Crude Oil Prices May Focus On US, China Trade Talks For Direction

A lull in top-tier relevant event risk and a deluge of incoming developments translated into uneven performance for benchmark commodities. Gold prices rose – shrugging off a modestly stronger US Dollar – as Treasury bond yields declined despite the absence of a clear lead from sentiment trends.

Crude oil prices jumped after US Treasury Secretary Steve Mnuchin said in an interview with Bloomberg that further sanctions on Venezuela are being considered. That appeared to amplify supply concerns touched off by political turmoil amid dueling claims on the country’s presidency.

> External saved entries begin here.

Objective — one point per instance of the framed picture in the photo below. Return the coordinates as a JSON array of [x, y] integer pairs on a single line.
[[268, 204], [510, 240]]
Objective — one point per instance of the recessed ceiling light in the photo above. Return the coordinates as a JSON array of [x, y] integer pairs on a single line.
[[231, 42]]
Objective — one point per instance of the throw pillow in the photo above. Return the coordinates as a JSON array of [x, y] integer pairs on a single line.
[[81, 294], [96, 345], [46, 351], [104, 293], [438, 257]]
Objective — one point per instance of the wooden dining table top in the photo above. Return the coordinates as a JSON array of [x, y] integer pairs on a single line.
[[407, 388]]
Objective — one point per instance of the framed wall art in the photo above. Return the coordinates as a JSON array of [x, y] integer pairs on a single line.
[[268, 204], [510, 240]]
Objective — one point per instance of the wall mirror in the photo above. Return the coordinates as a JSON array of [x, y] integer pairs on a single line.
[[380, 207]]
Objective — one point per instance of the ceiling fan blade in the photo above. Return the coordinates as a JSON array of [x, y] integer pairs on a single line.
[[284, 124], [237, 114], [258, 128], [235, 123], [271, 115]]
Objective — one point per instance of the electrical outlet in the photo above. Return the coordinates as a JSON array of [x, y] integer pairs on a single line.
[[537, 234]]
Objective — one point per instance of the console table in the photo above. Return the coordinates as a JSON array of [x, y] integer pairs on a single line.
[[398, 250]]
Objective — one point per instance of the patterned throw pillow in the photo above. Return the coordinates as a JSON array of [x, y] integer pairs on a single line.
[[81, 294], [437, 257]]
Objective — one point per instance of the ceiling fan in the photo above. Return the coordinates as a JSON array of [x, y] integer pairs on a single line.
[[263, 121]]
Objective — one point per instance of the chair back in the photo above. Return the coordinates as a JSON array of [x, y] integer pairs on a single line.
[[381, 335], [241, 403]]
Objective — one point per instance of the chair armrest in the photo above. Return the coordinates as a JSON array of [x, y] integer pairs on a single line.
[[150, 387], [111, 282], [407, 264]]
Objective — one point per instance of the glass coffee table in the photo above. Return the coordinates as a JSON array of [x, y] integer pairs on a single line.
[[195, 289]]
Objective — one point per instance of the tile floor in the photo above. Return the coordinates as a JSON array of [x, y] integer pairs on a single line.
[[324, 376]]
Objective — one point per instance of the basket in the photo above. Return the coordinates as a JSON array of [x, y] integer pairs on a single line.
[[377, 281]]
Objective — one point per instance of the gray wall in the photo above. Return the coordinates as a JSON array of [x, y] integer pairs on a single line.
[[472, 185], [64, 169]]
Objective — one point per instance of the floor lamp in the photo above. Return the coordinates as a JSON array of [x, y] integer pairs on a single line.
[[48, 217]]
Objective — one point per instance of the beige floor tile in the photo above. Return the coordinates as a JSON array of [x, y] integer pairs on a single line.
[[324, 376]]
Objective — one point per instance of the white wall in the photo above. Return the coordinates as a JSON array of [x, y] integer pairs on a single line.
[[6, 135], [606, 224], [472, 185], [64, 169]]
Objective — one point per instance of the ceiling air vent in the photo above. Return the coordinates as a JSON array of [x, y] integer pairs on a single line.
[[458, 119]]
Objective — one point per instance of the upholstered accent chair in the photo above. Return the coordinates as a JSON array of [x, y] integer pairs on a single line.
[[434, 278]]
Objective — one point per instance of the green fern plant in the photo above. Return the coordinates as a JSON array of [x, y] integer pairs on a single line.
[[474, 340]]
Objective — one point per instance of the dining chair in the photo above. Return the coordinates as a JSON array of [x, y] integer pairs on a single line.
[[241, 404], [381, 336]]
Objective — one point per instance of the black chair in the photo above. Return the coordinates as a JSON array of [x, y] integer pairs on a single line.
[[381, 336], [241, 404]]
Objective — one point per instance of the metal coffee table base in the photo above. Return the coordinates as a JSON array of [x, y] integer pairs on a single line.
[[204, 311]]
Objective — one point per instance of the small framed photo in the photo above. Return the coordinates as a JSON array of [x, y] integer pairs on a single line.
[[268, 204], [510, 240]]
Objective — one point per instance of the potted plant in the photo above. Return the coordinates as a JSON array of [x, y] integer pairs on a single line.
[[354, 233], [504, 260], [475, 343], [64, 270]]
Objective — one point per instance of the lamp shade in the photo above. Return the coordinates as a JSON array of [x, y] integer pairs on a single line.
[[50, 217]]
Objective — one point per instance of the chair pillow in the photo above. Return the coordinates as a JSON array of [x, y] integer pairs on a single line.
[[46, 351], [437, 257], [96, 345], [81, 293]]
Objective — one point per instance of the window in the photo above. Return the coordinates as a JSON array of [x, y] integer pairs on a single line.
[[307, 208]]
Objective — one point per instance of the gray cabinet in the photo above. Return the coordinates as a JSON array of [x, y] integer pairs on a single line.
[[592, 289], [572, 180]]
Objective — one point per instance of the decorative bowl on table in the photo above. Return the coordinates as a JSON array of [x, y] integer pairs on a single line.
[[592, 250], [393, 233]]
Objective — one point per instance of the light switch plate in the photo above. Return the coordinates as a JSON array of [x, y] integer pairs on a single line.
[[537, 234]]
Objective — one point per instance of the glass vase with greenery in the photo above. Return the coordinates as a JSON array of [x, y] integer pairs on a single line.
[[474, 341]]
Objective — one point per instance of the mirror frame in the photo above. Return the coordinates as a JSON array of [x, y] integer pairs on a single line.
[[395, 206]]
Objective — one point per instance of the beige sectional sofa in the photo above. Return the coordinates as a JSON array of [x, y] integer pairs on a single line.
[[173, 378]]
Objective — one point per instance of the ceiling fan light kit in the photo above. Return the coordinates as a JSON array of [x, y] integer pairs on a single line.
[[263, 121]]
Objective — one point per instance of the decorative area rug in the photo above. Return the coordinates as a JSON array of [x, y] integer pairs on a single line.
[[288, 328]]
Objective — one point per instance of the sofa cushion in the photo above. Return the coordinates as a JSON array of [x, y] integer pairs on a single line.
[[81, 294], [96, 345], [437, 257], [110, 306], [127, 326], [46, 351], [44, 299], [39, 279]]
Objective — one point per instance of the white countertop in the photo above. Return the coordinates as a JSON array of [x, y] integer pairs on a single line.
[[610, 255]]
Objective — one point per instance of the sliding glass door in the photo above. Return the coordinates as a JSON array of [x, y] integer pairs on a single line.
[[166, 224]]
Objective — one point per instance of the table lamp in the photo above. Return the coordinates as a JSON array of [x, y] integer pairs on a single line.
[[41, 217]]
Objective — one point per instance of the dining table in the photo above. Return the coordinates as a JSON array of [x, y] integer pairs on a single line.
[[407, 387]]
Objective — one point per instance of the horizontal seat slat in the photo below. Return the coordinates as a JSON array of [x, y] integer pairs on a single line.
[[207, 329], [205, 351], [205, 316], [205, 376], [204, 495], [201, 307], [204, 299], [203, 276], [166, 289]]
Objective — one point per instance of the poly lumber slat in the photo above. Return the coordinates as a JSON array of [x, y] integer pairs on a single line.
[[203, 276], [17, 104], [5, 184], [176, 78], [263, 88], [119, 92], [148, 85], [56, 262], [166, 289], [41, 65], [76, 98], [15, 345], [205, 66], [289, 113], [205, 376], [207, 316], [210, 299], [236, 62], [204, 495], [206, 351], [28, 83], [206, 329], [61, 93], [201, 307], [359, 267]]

An action-packed session in the hours ahead features a first look at fourth-quarter US GDP data as well as an FOMC policy announcement and press conference with Chair Powell. Traders are also eyeing soundbites from the sidelines of US-China trade talks as Vice Premier Liu He visits Washington DC.

PMI survey data endorses the idea that growth slowed in the last three months of 2018 but outperformance relative to forecasts hints it may moderate less than economists envision. As for the Fed, it may cite the recent disruption in data flow courtesy of the US government shutdown to justify a status-quo stance.

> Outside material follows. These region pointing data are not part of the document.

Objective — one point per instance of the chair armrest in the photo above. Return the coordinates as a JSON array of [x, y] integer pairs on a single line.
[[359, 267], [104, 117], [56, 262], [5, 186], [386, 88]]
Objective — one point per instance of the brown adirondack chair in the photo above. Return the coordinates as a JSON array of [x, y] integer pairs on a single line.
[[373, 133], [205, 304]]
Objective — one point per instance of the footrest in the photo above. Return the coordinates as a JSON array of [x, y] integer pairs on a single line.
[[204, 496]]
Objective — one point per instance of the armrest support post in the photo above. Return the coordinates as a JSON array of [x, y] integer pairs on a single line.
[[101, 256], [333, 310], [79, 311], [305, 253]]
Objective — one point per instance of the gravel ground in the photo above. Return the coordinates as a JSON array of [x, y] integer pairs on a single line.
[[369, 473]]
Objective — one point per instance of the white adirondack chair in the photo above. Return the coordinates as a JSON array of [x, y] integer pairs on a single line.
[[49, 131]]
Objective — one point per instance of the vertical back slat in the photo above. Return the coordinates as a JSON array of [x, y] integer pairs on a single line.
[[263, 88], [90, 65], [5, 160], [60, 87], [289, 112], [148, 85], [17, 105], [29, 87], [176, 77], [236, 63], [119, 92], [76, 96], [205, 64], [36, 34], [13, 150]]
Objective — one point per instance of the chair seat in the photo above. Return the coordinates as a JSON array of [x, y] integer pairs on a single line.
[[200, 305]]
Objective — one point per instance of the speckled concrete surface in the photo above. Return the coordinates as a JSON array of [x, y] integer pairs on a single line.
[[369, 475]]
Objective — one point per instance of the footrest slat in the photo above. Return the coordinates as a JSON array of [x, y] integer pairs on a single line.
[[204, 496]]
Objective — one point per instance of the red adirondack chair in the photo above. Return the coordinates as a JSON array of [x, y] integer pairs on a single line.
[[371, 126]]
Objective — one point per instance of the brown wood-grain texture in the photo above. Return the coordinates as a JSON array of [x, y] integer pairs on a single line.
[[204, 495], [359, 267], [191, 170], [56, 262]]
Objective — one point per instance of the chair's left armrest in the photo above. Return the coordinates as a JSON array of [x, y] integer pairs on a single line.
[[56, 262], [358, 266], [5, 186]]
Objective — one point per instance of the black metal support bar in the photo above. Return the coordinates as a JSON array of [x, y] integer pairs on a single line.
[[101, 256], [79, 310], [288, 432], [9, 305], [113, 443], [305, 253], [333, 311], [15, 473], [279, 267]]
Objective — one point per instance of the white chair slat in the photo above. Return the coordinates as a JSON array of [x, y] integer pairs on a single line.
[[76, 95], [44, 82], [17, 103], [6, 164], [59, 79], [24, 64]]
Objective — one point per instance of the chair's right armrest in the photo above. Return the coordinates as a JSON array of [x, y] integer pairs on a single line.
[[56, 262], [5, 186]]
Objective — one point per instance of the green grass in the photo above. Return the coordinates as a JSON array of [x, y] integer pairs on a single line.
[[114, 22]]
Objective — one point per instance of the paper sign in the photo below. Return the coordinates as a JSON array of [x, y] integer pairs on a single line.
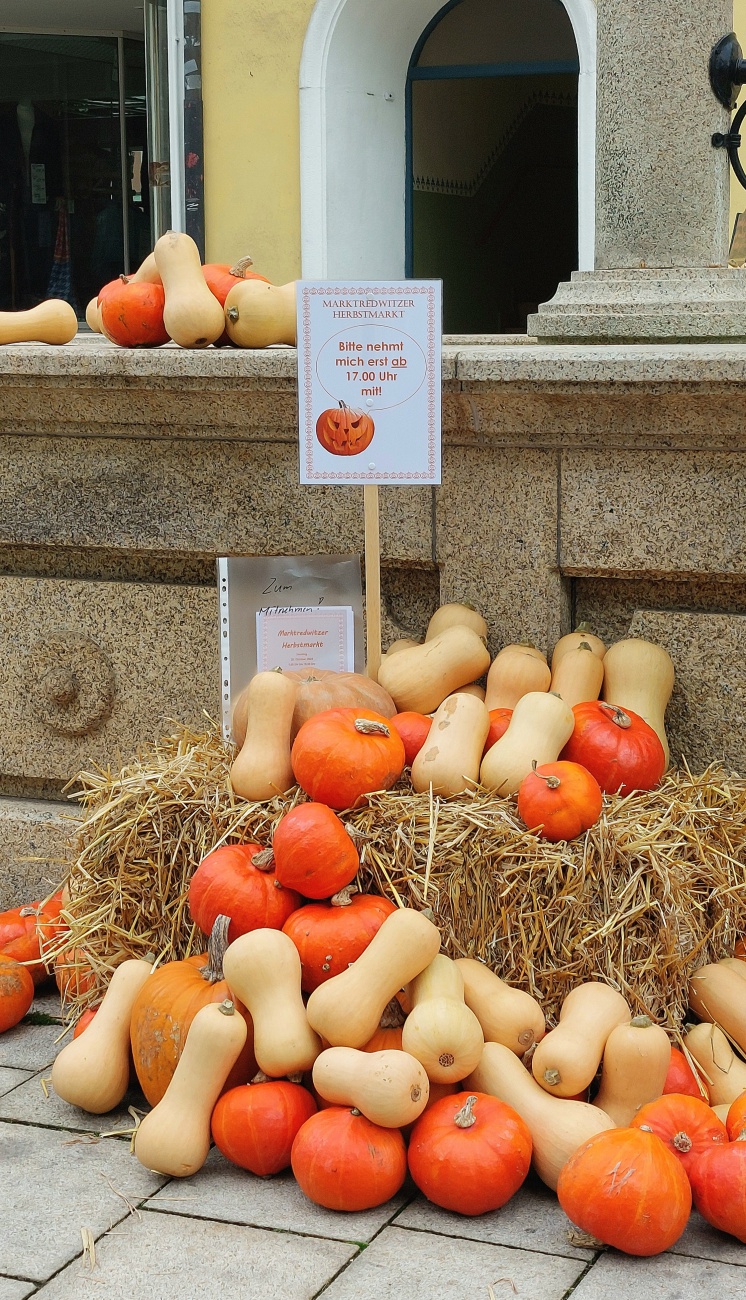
[[321, 637], [369, 381]]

If so, positive cues for market sentiment from a modestly upbeat GDP print might be offset as investors interpret the Fed’s reluctance to consider dialing back quantitative tightening (QT) as mildly hawkish. On balance, that leaves the trade talks as the tipping factor sentiment trends.

Mr Mnuchin also said he expects meetings with Chinese delegation to yield “significant progress”. That echoes hopeful comments from the Trump administration’s top economic adviser Larry Kudlow but clashes with remarks from Commerce Secretary Ross, who said the two countries are “miles and miles” apart.

For their part, investors will want to see concrete steps toward de-escalation. If what they see instead are vague pronouncements couched in empty niceties, a sense of disappointment might emerge. That would bode ill for risk-geared crude oil.